Parent class for a cross-validation interface built with a Ray Tune back-end.

Implementation derived from referencing the equivalent GridSearchCV interfaces from Dask and Optuna.

https://ray.readthedocs.io/en/latest/tune.html https://dask.org https://optuna.org -- Anthony Yu and Michael Chau

Global Variables

  • DEFAULT_MODE

function resolve_early_stopping

resolve_early_stopping(early_stopping, max_iters, metric_name)

class TuneBaseSearchCV

Abstract base class for TuneGridSearchCV and TuneSearchCV

method __init__

__init__(
    estimator,
    early_stopping=None,
    scoring=None,
    n_jobs=None,
    cv=5,
    refit=True,
    verbose=0,
    error_score='raise',
    return_train_score=False,
    local_dir=None,
    name=None,
    max_iters=1,
    use_gpu=False,
    loggers=None,
    pipeline_auto_early_stop=True,
    stopper=None,
    time_budget_s=None,
    mode=None
)

property best_estimator_

estimator: Estimator that was chosen by the search, i.e. estimator which gave highest score (or smallest loss if specified) on the left out data. Not available if refit=False.

See refit parameter for more information on allowed values.


property best_index_

int: The index (of the cv_results_ arrays) which corresponds to the best candidate parameter setting.

The dict at search.cv_results_['params'][search.best_index_] gives the parameter setting for the best model, that gives the highest mean score (search.best_score_).

For multi-metric evaluation, this is present only if refit is specified.


property best_params_

dict: Parameter setting that gave the best results on the hold out data.

For multi-metric evaluation, this is present only if refit is specified.


property best_score_

float: Mean cross-validated score of the best_estimator

For multi-metric evaluation, this is present only if refit is specified.


property classes_

list: Get the list of unique classes found in the target y.


property decision_function

function: Get decision_function on the estimator with the best found parameters.

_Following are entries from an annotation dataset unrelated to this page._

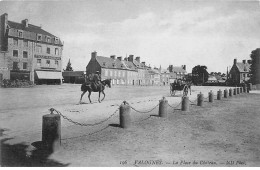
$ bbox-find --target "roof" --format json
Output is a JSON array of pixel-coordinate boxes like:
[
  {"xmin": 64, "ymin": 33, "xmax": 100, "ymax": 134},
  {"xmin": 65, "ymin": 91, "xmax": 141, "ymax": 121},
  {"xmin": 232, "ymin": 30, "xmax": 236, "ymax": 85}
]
[
  {"xmin": 133, "ymin": 60, "xmax": 145, "ymax": 68},
  {"xmin": 96, "ymin": 56, "xmax": 128, "ymax": 69},
  {"xmin": 8, "ymin": 21, "xmax": 63, "ymax": 45},
  {"xmin": 8, "ymin": 21, "xmax": 54, "ymax": 37},
  {"xmin": 236, "ymin": 63, "xmax": 251, "ymax": 72},
  {"xmin": 172, "ymin": 67, "xmax": 186, "ymax": 73}
]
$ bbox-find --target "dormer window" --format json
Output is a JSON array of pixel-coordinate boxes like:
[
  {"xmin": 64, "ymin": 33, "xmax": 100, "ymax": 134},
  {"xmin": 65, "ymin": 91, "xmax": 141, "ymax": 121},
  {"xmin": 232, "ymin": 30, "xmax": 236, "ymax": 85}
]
[
  {"xmin": 46, "ymin": 36, "xmax": 51, "ymax": 43},
  {"xmin": 37, "ymin": 34, "xmax": 42, "ymax": 41},
  {"xmin": 18, "ymin": 30, "xmax": 23, "ymax": 38}
]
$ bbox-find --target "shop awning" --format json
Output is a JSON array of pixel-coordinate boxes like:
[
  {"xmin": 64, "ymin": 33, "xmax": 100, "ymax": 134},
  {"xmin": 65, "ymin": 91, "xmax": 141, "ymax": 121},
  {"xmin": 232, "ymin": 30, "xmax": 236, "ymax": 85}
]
[{"xmin": 36, "ymin": 71, "xmax": 62, "ymax": 79}]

Only available if refit=True and the underlying estimator supports decision_function.


property inverse_transform

function: Get inverse_transform on the estimator with the best found parameters.

Only available if the underlying estimator implements inverse_transform and refit=True.


property multimetric_

bool: Whether evaluation performed was multi-metric.


property n_features_in_

Number of features seen during :term:fit.

Only available when refit=True.


property n_splits_

int: The number of cross-validation splits (folds/iterations).


property predict

function: Get predict on the estimator with the best found parameters.

Only available if refit=True and the underlying estimator supports predict.


property predict_log_proba

function: Get predict_log_proba on the estimator with the best found parameters.

Only available if refit=True and the underlying estimator supports predict_log_proba.


property predict_proba

function: Get predict_proba on the estimator with the best found parameters.

Only available if refit=True and the underlying estimator supports predict_proba.


property refit_time_

float: Seconds used for refitting the best model on the whole dataset.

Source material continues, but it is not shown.